How would you rigorously define the likelihood function for censored/truncated observations? Even in most lifetime/reliability literature (where these types of observations are frequently encountered) it is often defined (for continuous random variables) to be
$$\mathcal{L}(\theta;\mathbf{x}) = \prod_i f(x_i;\theta)$$
This does not include censored and truncated (although density $f$ could be slightly altered) observations however (I know what the likelihood function will look like, I'm just not sure how to neatly define it from a mathematical point of view).
You also frequently encounter the following definition
$$\mathcal{L}(\theta;\mathbf{x}) = \prod_i P(x_i;\theta)$$
This does not apply to continuous data however (What is the difference between "likelihood" and "probability"?).

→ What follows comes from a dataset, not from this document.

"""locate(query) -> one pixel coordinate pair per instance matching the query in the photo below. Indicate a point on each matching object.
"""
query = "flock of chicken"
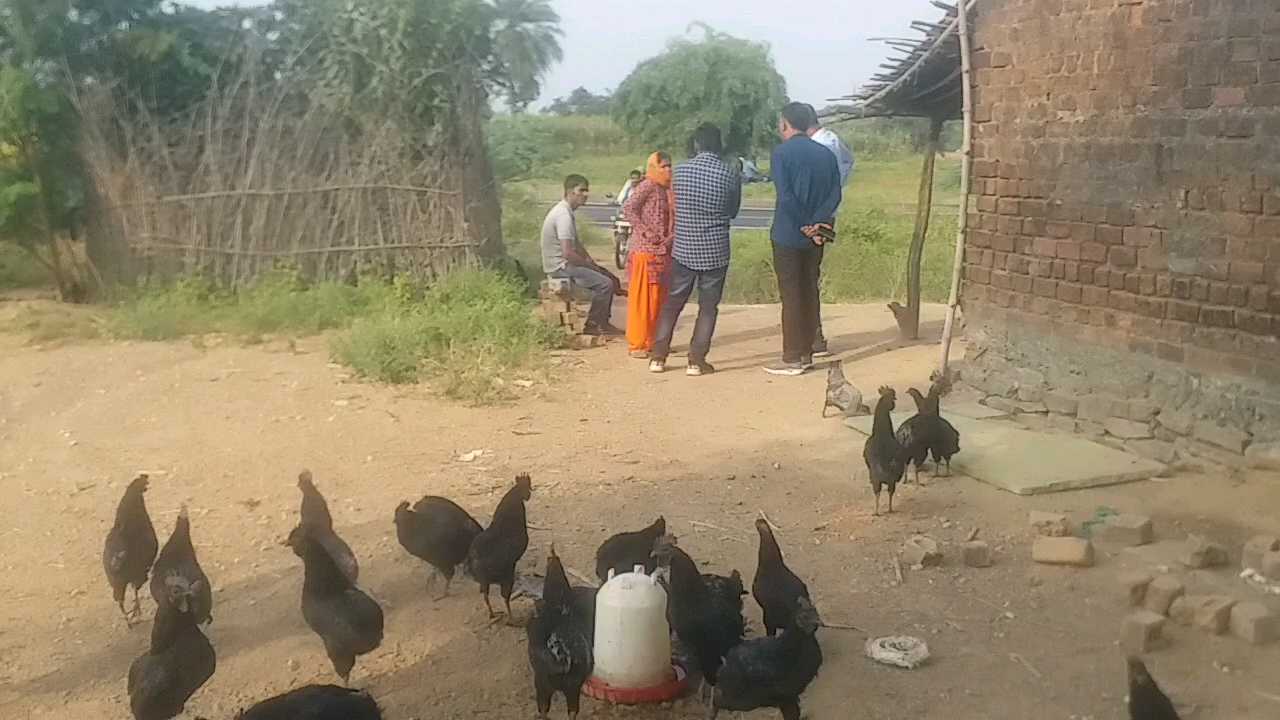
(705, 610)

I'm looking for something similar to this: Maximum Likelihood Estimation where the likelihood function is defined as follows
Suppose one has, for an observation $X$ with distribution $P_{\theta}$ depending on an unknown parameter $\theta \in \Theta \in \mathbb{R}^k$, the task to estimate $\theta$. Assuming that all measures $P_{\theta}$ are absolutely continuous relative to a common measure $\nu$, the likelihood function is defined by
$$\mathcal{L}(\theta;X) = \frac{dP_{\theta}}{d\nu}(X)$$
It was quite some time since I studied measure theory, so I'm not certain what the truncation/censoring would correspond to w.r.t. the measure and distribution (if even applicable).